Monday, August 10, 2015

What Is Binary Options Trading?

In the financial world, binary options or trading online, as some people prefer to call it, is a safe and inexpensive way of playing the stock market without losing all your investment in one shot. It is a relatively new way of trading in the market and became legal and regulated in the U.S. in 2008. You simply have two choices when you trade binary options. You are predicting whether the price of the asset you have purchased in your option contract  or trading session will go up or down when your contract reach its expiry time.

It is much simpler than Forex trading. With this type of option the purchaser can receive a payoff by predicting correctly the two possible outcomes of the price of an asset through a broker or trading platform. The two possible outcomes are whether the price of the asset will go up or down in a specified amount of time. The trader will either place "call" options on the price of the asset if he predicting it will go up or place "put" options on the price if he is predicting it will go down from the starting or strike price. If his prediction is correct he would earn his invested amount plus a percentage of the profit and if his prediction is wrong he loses the amount he invested.

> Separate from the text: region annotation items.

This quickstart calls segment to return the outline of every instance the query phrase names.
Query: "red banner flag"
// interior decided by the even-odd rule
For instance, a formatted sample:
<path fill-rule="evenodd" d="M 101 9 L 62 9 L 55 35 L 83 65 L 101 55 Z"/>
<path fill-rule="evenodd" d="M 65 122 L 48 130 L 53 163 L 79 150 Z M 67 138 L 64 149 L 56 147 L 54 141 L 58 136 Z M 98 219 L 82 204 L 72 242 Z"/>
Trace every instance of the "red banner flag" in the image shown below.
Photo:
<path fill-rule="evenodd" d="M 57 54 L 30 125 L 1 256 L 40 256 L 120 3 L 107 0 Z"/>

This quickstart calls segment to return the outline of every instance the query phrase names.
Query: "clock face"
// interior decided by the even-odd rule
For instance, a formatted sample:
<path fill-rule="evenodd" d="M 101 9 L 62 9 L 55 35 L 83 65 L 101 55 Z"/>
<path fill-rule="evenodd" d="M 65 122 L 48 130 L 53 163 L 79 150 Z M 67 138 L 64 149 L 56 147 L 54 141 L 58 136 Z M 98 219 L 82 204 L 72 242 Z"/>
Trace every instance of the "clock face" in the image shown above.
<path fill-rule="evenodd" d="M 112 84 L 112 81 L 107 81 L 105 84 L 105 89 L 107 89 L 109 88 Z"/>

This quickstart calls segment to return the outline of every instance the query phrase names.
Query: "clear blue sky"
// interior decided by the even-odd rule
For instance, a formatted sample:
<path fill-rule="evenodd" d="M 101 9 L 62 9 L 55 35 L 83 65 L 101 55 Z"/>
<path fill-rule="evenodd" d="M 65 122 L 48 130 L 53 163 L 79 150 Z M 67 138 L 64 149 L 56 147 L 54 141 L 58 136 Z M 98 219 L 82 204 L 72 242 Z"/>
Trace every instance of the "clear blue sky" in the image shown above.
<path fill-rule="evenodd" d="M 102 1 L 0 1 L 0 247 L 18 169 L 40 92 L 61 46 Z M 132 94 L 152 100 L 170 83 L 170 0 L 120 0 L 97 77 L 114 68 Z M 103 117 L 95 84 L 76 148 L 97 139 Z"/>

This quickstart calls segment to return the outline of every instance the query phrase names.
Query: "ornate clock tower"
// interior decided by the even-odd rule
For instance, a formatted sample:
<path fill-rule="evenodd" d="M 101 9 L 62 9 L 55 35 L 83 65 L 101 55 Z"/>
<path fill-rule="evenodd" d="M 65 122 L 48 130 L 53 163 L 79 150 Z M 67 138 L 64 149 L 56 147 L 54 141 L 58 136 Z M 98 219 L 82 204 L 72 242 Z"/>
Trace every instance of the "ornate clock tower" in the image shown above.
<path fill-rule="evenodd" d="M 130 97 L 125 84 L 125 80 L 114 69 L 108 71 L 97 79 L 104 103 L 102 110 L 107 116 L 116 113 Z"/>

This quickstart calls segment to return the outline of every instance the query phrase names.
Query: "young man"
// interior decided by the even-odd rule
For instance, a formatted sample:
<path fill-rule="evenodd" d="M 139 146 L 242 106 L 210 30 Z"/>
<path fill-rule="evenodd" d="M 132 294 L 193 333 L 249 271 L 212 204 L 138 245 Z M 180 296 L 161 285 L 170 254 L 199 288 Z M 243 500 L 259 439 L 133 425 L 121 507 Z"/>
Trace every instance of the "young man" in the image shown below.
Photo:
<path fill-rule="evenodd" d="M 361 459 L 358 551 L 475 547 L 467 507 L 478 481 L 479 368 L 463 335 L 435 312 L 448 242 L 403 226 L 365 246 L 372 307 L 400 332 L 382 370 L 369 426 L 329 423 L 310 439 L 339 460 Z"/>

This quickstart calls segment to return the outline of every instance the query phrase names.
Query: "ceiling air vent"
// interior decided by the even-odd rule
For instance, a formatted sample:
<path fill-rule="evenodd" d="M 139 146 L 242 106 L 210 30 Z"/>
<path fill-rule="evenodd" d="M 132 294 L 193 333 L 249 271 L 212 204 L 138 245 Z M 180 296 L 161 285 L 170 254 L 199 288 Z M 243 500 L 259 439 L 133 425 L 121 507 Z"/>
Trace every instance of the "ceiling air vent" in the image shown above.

 There are two types of binary trade options. The first one is the "cash-or-nothing" binary option and the second type is the "asset-or-nothing" binary option. The cash-or-nothing binary option is the one I will be discussing here, pays some fixed amount of cash if the option expires in-the-money, which means your prediction was correct.In comparison, the asset-or-nothing pays the value of the underlying security.

 Here is an example of how a "cash-or-nothing" binary option is played out. A purchaser makes a purchase of a binary cash-or-nothing call option on the price of ABC Corp's stock to be greater than $100 after 4:00 P.M on Friday with a binary payoff of $1,000. Then, if at the future maturity date, often referred to as an expiry date, the stock is trading at above $100, $1,000 is received. If the stock is trading below $100, no money is received. And if the stock is trading at $100, in other words "on the money", the money is refunded to the purchaser.

 Though binary options have been around for several years, some brokers are regulated while there are many that are not. That means many of the trading activities on the internet are prone to fraud. The U.S. Securities and Exchange Commission (SEC) and Commodity Futures Trading Commission (CFTC) have issued a joint warning to American investors regarding unregulated binary options. The main concern with unregulated brokers is that the investor money may not be placed in a trust account as required with regulated brokers and transactions are not monitored by a third party to ensure fair play.